You have probably heard of the phrase “as mad as a hatter” before. But did you know that the idiom first arose due to the occupational hazards of making hats in the 1700s and 1800s? In those days, the potent neurotoxin mercury was used to treat the animal furs used by hatters to make the hats which were fashionable at the time. After inhaling the chemical, many hatters suffered severe neurological disorders like hallucinations, memory loss and motor dysfunction. A high price to pay for a nice hat!

2. Child Chimney Sweeps

It was not until the 19th century that a prohibition on child labor was brought about in many Western countries. In the UK, the law was created partly to put an end to the practice of sending young children up chimneys to clean them. If these unfortunate souls did not come down sooty and stinking of smoke, they would often end up falling and seriously injuring themselves. 

3. Matchgirls

The phosphorous used to make household matches is actually toxic to the human body. Before the age of machine production, matches were made by legions of women in match factories. Constant exposure to phosphorous led to a debilitating and sometimes deadly condition that was known as “phossy jaw”, whose symptoms included severe facial disfigurement and sometimes brain damage. 
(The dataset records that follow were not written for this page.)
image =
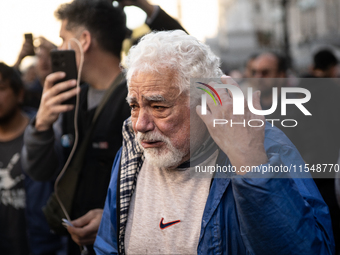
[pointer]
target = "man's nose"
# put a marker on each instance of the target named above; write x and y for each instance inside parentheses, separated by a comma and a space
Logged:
(144, 121)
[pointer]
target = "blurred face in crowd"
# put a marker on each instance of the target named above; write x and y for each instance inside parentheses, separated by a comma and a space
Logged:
(160, 117)
(266, 66)
(66, 35)
(9, 101)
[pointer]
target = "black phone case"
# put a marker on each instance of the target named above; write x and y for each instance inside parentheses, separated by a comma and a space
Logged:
(65, 61)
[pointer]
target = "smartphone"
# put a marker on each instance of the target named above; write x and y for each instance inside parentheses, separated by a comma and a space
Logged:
(67, 222)
(65, 61)
(29, 38)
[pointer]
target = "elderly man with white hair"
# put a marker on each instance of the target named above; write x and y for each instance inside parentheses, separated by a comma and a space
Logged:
(156, 205)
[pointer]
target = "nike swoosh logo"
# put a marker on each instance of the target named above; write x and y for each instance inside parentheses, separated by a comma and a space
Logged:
(165, 225)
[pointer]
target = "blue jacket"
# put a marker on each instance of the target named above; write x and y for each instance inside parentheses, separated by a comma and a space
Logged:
(250, 215)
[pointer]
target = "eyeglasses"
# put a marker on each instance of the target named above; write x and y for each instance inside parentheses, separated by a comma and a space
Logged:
(263, 73)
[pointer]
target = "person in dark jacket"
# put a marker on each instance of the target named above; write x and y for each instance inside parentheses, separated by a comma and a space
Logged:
(100, 29)
(182, 185)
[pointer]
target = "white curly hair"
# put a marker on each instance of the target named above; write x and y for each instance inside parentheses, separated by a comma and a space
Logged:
(177, 50)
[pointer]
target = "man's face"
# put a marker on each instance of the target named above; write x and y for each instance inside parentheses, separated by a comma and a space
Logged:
(160, 117)
(9, 101)
(66, 35)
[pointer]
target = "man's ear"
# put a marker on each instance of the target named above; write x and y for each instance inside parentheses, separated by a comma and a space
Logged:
(85, 40)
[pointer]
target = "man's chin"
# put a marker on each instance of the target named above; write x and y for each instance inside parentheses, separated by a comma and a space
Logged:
(163, 158)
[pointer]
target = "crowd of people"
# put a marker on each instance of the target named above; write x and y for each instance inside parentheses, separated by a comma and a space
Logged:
(137, 134)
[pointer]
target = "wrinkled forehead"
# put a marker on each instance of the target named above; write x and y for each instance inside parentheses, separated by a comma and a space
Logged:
(162, 84)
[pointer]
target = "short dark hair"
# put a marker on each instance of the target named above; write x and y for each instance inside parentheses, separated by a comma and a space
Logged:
(105, 23)
(9, 73)
(324, 59)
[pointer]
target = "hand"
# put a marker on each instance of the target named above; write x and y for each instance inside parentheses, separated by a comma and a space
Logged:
(51, 99)
(85, 228)
(143, 4)
(243, 145)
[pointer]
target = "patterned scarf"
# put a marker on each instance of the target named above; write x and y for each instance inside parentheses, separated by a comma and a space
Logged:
(131, 162)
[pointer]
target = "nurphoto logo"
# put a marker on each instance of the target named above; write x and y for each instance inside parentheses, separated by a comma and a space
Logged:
(238, 102)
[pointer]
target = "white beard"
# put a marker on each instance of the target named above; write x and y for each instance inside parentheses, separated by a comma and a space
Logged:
(166, 157)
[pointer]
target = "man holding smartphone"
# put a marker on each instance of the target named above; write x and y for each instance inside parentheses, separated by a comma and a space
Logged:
(100, 29)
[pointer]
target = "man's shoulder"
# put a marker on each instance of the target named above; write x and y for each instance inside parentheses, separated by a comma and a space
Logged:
(275, 139)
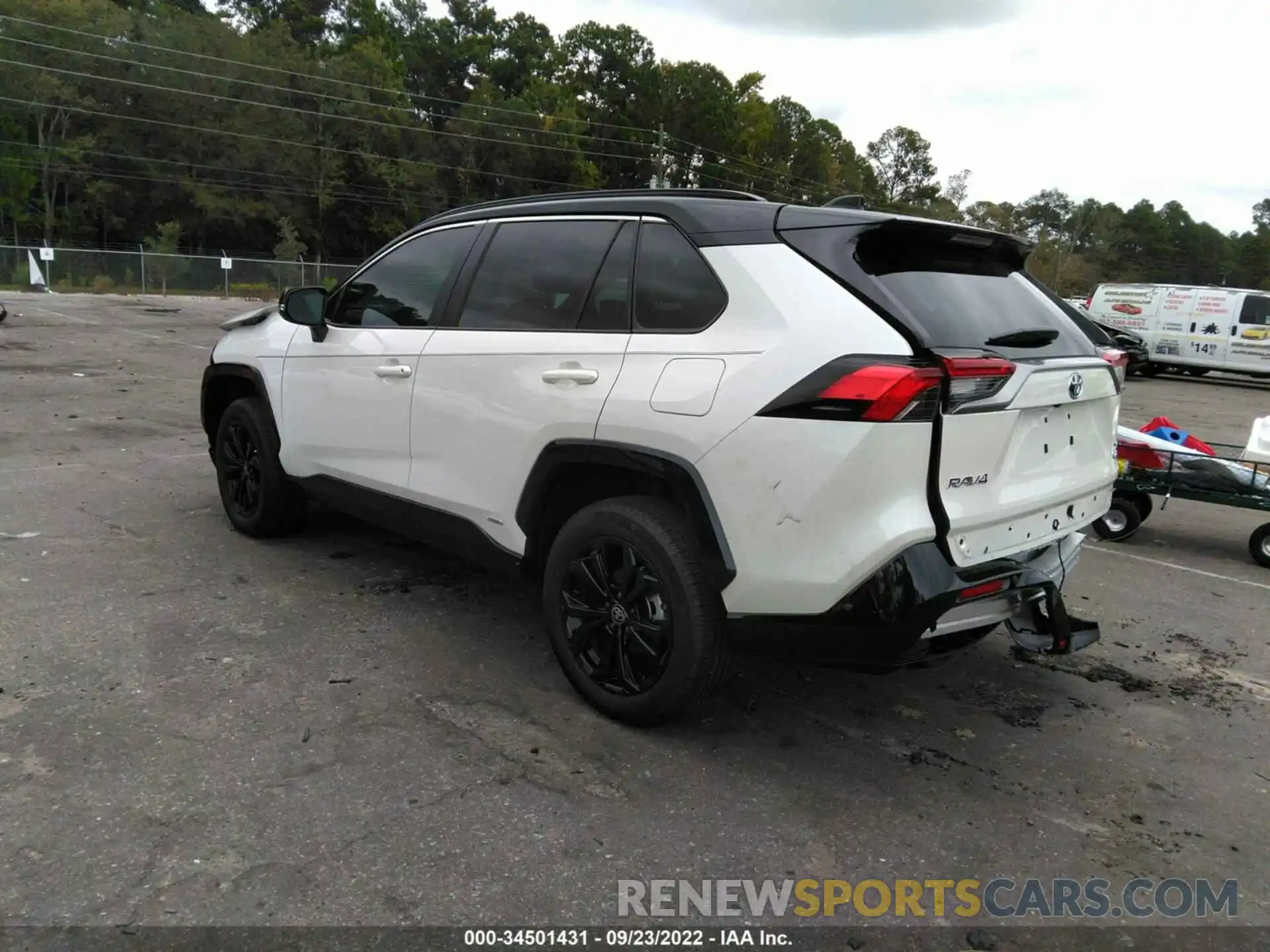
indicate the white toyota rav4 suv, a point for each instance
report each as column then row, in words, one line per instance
column 691, row 415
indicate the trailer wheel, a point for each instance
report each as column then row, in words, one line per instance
column 1259, row 545
column 1121, row 522
column 1140, row 500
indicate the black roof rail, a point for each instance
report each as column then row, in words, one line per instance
column 847, row 202
column 614, row 193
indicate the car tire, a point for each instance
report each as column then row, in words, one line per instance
column 1259, row 545
column 630, row 612
column 258, row 498
column 1141, row 502
column 1121, row 522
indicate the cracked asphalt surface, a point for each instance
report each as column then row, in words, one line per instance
column 345, row 728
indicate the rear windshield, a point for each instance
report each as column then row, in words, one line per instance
column 948, row 294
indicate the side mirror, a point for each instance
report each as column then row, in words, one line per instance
column 305, row 306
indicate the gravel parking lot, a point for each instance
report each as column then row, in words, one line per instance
column 349, row 729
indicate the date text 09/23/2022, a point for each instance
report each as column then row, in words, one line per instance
column 626, row 938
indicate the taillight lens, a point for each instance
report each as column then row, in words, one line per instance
column 1119, row 361
column 974, row 379
column 865, row 389
column 987, row 588
column 889, row 391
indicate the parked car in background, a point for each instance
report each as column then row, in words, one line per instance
column 1109, row 339
column 685, row 413
column 1191, row 329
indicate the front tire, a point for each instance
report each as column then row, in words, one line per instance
column 630, row 614
column 258, row 498
column 1259, row 546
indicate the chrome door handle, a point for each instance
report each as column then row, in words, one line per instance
column 393, row 370
column 578, row 375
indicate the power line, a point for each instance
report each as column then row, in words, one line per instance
column 794, row 179
column 767, row 175
column 291, row 91
column 421, row 130
column 309, row 75
column 208, row 168
column 238, row 187
column 281, row 141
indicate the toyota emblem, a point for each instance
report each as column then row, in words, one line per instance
column 1075, row 386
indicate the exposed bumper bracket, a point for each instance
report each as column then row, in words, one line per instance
column 1044, row 625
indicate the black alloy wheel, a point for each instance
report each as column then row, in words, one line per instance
column 243, row 475
column 618, row 616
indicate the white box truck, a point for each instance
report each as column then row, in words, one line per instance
column 1191, row 329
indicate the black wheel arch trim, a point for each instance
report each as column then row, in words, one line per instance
column 642, row 460
column 216, row 371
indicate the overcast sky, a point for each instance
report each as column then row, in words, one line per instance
column 1114, row 99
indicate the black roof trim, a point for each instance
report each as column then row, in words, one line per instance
column 694, row 211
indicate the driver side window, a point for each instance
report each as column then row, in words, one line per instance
column 403, row 288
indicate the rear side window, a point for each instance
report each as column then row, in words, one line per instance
column 1256, row 310
column 951, row 288
column 676, row 292
column 536, row 276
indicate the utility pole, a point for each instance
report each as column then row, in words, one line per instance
column 661, row 155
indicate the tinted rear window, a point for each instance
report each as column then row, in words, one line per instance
column 949, row 295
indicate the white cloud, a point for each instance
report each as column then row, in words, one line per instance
column 854, row 18
column 1114, row 99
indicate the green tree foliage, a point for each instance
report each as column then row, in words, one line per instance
column 906, row 173
column 333, row 125
column 164, row 247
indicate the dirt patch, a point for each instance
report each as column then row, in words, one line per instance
column 1093, row 672
column 1015, row 707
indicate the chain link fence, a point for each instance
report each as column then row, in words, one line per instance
column 110, row 272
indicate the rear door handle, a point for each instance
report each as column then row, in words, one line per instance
column 393, row 370
column 578, row 375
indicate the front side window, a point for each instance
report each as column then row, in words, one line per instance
column 1256, row 310
column 403, row 288
column 675, row 290
column 538, row 276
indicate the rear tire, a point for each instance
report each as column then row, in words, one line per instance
column 258, row 498
column 1259, row 545
column 1121, row 522
column 630, row 614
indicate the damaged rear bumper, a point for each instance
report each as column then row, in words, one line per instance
column 920, row 604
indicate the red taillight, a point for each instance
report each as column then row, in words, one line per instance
column 973, row 379
column 889, row 390
column 1119, row 361
column 987, row 588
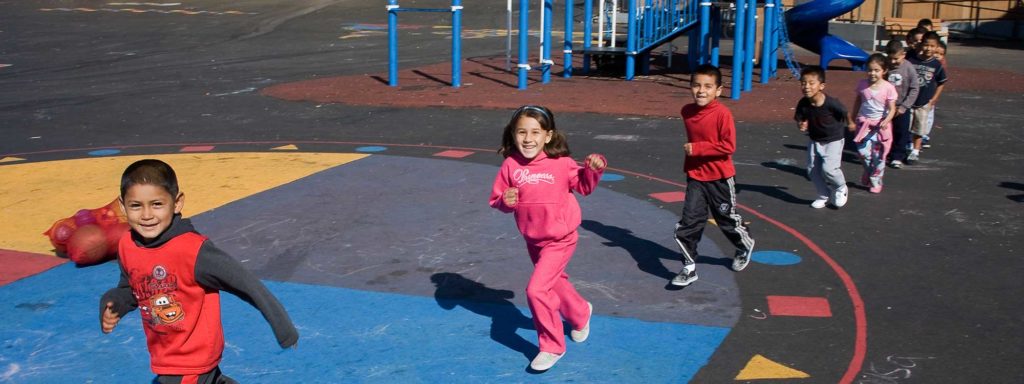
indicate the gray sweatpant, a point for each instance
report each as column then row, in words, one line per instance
column 823, row 167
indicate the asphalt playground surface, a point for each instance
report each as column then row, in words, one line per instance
column 364, row 207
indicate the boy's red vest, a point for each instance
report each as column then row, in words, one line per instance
column 180, row 317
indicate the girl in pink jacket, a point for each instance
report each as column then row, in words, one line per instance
column 536, row 182
column 876, row 108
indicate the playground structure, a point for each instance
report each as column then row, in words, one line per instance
column 651, row 24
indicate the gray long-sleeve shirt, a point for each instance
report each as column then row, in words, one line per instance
column 904, row 78
column 215, row 270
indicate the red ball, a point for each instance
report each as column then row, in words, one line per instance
column 87, row 245
column 59, row 232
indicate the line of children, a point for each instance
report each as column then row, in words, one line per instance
column 902, row 75
column 174, row 274
column 932, row 79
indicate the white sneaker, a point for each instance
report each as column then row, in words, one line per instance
column 581, row 336
column 741, row 259
column 545, row 360
column 841, row 197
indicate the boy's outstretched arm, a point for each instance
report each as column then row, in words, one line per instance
column 116, row 303
column 215, row 269
column 724, row 143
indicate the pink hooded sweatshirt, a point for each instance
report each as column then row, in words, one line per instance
column 546, row 210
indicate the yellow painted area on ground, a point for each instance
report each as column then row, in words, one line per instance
column 33, row 196
column 762, row 368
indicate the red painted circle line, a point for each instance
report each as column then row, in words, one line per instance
column 860, row 318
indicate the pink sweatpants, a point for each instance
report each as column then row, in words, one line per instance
column 551, row 296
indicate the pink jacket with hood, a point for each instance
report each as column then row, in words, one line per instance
column 546, row 210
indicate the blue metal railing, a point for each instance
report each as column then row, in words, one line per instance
column 392, row 39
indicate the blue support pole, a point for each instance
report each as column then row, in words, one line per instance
column 705, row 30
column 631, row 40
column 737, row 49
column 456, row 43
column 750, row 42
column 775, row 34
column 693, row 49
column 546, row 62
column 567, row 48
column 767, row 55
column 588, row 31
column 716, row 35
column 392, row 43
column 523, row 43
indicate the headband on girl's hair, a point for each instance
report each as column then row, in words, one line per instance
column 535, row 109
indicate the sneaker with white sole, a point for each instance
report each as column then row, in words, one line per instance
column 581, row 336
column 545, row 360
column 819, row 204
column 741, row 259
column 912, row 158
column 841, row 198
column 685, row 278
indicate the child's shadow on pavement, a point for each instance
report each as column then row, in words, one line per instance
column 647, row 254
column 455, row 290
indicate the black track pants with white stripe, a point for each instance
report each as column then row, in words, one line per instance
column 718, row 197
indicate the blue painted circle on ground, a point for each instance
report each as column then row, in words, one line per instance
column 104, row 152
column 776, row 258
column 612, row 177
column 372, row 148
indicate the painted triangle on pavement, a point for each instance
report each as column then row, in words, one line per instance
column 762, row 368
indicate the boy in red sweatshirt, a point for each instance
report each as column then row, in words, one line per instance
column 174, row 275
column 710, row 175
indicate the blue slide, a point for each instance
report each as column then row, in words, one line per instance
column 808, row 27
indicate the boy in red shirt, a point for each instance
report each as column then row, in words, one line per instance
column 174, row 275
column 710, row 175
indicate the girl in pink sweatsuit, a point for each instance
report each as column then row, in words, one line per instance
column 536, row 182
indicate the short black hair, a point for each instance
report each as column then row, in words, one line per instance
column 894, row 47
column 813, row 70
column 150, row 171
column 708, row 70
column 878, row 58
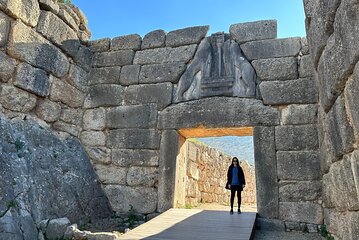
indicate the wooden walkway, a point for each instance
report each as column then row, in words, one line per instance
column 192, row 224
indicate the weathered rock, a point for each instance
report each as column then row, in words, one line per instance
column 132, row 41
column 252, row 31
column 93, row 138
column 155, row 73
column 129, row 74
column 64, row 15
column 67, row 127
column 133, row 138
column 78, row 77
column 154, row 39
column 27, row 10
column 301, row 212
column 288, row 92
column 142, row 176
column 104, row 95
column 65, row 93
column 99, row 154
column 52, row 167
column 27, row 45
column 306, row 68
column 298, row 165
column 293, row 138
column 209, row 111
column 273, row 48
column 135, row 157
column 117, row 58
column 266, row 172
column 7, row 67
column 32, row 79
column 15, row 99
column 4, row 28
column 186, row 36
column 94, row 119
column 122, row 198
column 299, row 114
column 100, row 45
column 165, row 55
column 134, row 116
column 111, row 175
column 54, row 29
column 167, row 169
column 48, row 111
column 106, row 75
column 56, row 228
column 49, row 5
column 160, row 94
column 276, row 68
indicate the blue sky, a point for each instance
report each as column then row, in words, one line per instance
column 111, row 18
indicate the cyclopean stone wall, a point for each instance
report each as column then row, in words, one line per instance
column 205, row 175
column 332, row 28
column 126, row 98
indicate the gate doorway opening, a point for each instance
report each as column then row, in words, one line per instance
column 202, row 163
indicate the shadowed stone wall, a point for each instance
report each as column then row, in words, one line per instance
column 332, row 28
column 120, row 98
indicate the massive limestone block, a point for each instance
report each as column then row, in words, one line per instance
column 157, row 73
column 32, row 79
column 340, row 185
column 94, row 119
column 16, row 99
column 142, row 199
column 273, row 48
column 276, row 68
column 266, row 172
column 133, row 139
column 298, row 165
column 300, row 191
column 307, row 212
column 65, row 93
column 186, row 36
column 132, row 41
column 289, row 92
column 4, row 28
column 110, row 174
column 218, row 69
column 160, row 94
column 218, row 112
column 129, row 74
column 7, row 67
column 27, row 10
column 154, row 39
column 134, row 116
column 165, row 55
column 117, row 58
column 106, row 75
column 135, row 157
column 142, row 176
column 296, row 114
column 44, row 176
column 27, row 45
column 293, row 138
column 252, row 31
column 104, row 95
column 54, row 29
column 48, row 111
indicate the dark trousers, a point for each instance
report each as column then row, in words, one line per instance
column 234, row 189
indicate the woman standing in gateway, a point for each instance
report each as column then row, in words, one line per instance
column 235, row 182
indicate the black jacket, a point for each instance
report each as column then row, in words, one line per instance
column 242, row 180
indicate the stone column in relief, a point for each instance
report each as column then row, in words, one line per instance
column 167, row 169
column 266, row 172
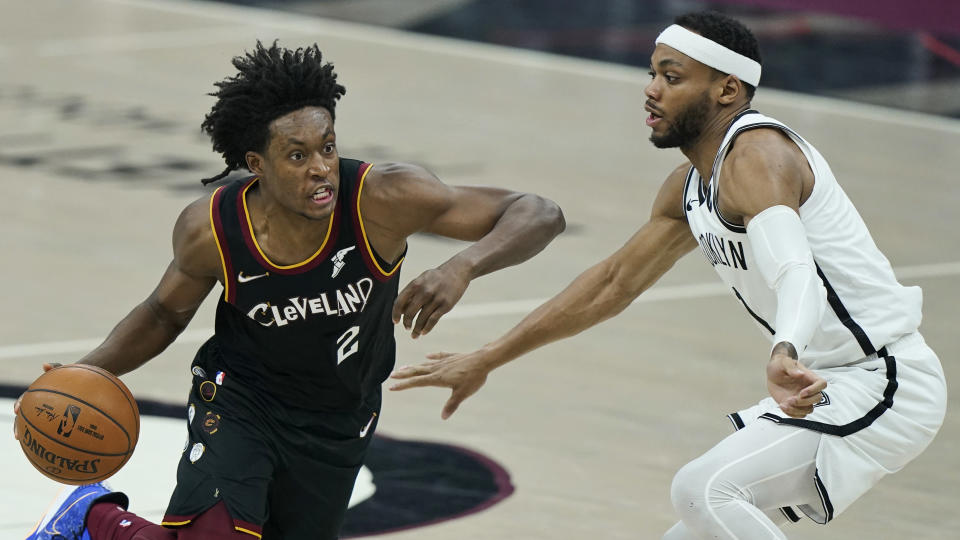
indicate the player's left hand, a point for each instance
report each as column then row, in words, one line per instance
column 463, row 374
column 795, row 387
column 430, row 296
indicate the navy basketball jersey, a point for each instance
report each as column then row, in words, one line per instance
column 316, row 335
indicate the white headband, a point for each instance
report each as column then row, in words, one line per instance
column 711, row 53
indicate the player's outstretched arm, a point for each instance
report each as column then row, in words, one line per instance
column 506, row 228
column 766, row 180
column 599, row 293
column 157, row 321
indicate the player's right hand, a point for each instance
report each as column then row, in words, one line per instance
column 16, row 404
column 464, row 374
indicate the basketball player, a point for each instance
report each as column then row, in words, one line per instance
column 854, row 392
column 286, row 394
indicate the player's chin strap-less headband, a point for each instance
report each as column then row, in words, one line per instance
column 711, row 53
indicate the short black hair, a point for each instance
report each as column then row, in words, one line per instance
column 271, row 82
column 726, row 31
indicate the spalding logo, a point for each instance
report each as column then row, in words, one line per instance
column 34, row 447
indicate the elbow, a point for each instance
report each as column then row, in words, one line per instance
column 550, row 215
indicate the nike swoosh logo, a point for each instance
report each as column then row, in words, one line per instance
column 366, row 428
column 243, row 279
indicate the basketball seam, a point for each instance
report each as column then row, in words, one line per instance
column 113, row 380
column 94, row 407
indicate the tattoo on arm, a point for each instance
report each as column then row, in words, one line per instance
column 787, row 348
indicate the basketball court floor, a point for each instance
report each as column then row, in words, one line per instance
column 100, row 103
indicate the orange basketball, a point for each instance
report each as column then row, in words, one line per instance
column 78, row 424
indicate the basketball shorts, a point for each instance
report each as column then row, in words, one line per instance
column 282, row 474
column 875, row 416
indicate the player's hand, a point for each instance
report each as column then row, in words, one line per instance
column 464, row 374
column 16, row 404
column 794, row 386
column 430, row 296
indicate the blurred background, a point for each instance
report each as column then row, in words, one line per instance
column 904, row 55
column 100, row 149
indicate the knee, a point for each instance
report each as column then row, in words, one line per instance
column 687, row 491
column 696, row 487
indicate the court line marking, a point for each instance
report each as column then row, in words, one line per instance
column 471, row 311
column 254, row 17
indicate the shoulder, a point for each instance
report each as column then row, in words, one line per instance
column 194, row 244
column 764, row 168
column 399, row 177
column 767, row 150
column 388, row 185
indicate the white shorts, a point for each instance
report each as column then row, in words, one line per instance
column 876, row 415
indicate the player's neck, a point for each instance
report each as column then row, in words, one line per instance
column 703, row 151
column 285, row 237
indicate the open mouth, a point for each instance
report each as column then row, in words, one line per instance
column 322, row 195
column 654, row 117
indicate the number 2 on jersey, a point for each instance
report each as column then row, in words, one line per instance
column 348, row 343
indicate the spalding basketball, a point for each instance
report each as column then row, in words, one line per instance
column 78, row 424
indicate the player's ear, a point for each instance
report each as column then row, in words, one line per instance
column 254, row 162
column 731, row 88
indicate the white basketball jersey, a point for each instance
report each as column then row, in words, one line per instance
column 867, row 307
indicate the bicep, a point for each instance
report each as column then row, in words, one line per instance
column 762, row 174
column 194, row 269
column 179, row 294
column 469, row 212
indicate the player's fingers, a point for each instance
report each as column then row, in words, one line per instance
column 406, row 372
column 427, row 318
column 434, row 319
column 808, row 401
column 814, row 389
column 451, row 406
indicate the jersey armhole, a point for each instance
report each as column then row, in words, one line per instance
column 216, row 224
column 381, row 270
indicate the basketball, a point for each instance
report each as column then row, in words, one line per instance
column 78, row 424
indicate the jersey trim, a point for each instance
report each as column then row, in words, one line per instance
column 739, row 424
column 216, row 223
column 841, row 312
column 246, row 225
column 824, row 499
column 369, row 256
column 715, row 186
column 862, row 422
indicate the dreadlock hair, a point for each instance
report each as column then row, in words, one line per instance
column 728, row 32
column 271, row 82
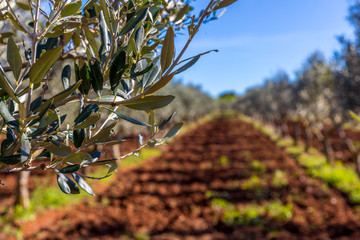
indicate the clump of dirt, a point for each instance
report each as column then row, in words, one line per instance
column 171, row 196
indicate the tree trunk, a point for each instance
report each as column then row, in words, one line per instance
column 115, row 151
column 352, row 148
column 297, row 134
column 329, row 152
column 284, row 129
column 22, row 191
column 308, row 139
column 358, row 163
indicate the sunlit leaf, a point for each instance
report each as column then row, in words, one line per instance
column 160, row 84
column 70, row 168
column 224, row 3
column 61, row 151
column 78, row 157
column 71, row 8
column 127, row 118
column 78, row 137
column 14, row 58
column 117, row 69
column 65, row 76
column 134, row 20
column 97, row 80
column 67, row 185
column 6, row 85
column 168, row 49
column 83, row 184
column 174, row 130
column 41, row 67
column 150, row 102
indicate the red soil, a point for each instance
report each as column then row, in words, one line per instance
column 166, row 198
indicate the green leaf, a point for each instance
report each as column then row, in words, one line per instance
column 7, row 116
column 164, row 122
column 61, row 151
column 139, row 38
column 71, row 8
column 11, row 160
column 102, row 135
column 85, row 113
column 168, row 49
column 160, row 84
column 14, row 58
column 85, row 76
column 150, row 102
column 78, row 157
column 106, row 14
column 78, row 137
column 10, row 16
column 42, row 66
column 127, row 118
column 354, row 116
column 25, row 148
column 174, row 130
column 142, row 72
column 23, row 6
column 65, row 76
column 61, row 96
column 70, row 168
column 192, row 61
column 104, row 32
column 92, row 41
column 83, row 184
column 117, row 69
column 42, row 113
column 92, row 119
column 134, row 20
column 181, row 13
column 188, row 64
column 97, row 76
column 66, row 184
column 224, row 3
column 108, row 98
column 6, row 85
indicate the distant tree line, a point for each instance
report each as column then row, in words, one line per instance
column 322, row 92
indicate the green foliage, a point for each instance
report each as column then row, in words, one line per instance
column 224, row 161
column 338, row 175
column 280, row 179
column 257, row 166
column 252, row 183
column 252, row 214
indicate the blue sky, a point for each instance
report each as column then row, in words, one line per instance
column 258, row 37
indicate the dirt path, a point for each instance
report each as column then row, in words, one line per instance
column 168, row 198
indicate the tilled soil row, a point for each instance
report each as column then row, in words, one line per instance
column 167, row 198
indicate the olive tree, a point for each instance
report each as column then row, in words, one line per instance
column 122, row 53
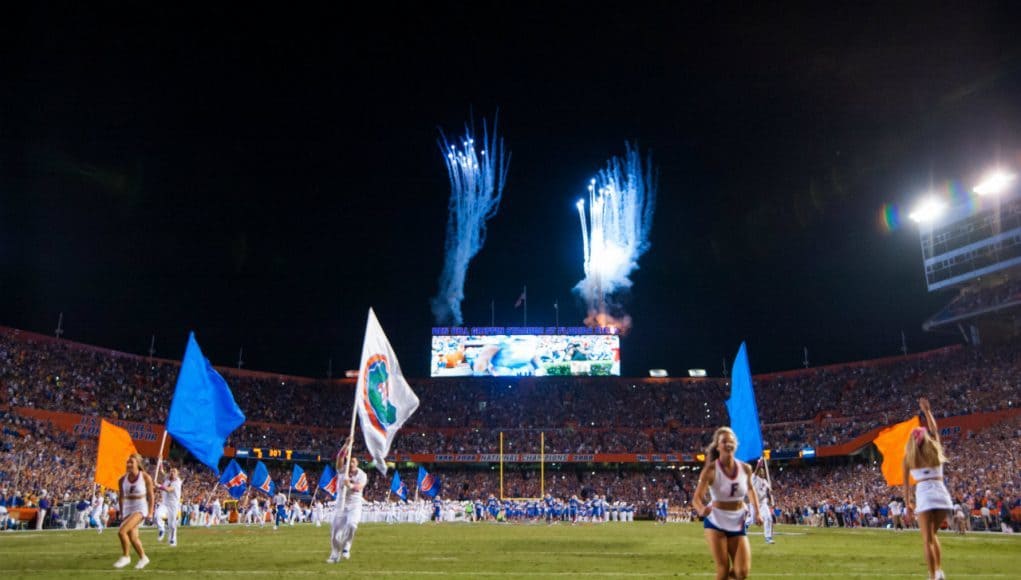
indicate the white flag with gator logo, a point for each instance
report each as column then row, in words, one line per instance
column 383, row 398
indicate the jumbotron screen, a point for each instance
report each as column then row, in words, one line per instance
column 526, row 355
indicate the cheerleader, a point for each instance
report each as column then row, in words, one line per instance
column 728, row 482
column 169, row 506
column 924, row 461
column 347, row 514
column 137, row 503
4. Bubonic Plague Body Collectors

The most deadly pandemic to hit in the last 1000 years was the Black Death. Also known as the bubonic plague, the Black Death was so deadly contagious that it is estimated to have wiped out 25 million people in Europe, around a third of the continent’s population in the 16th century. Among the most at risk were those people charged with removing the bodies that piled up in houses and streets. Many of them caught the disease and died like the people whose bodies they collected.

No matter your job today, there are not many who would envy any of the workers of the past carrying out the jobs described above. While the danger these workers faced was extreme, comparing the risks they faced with the occupational hazards of today’s essential workers is hard without statistical analysis. What is certain, though, is that we should all take a moment to thank those who are out there risking their lives to keep us healthy and well-fed at this testing time.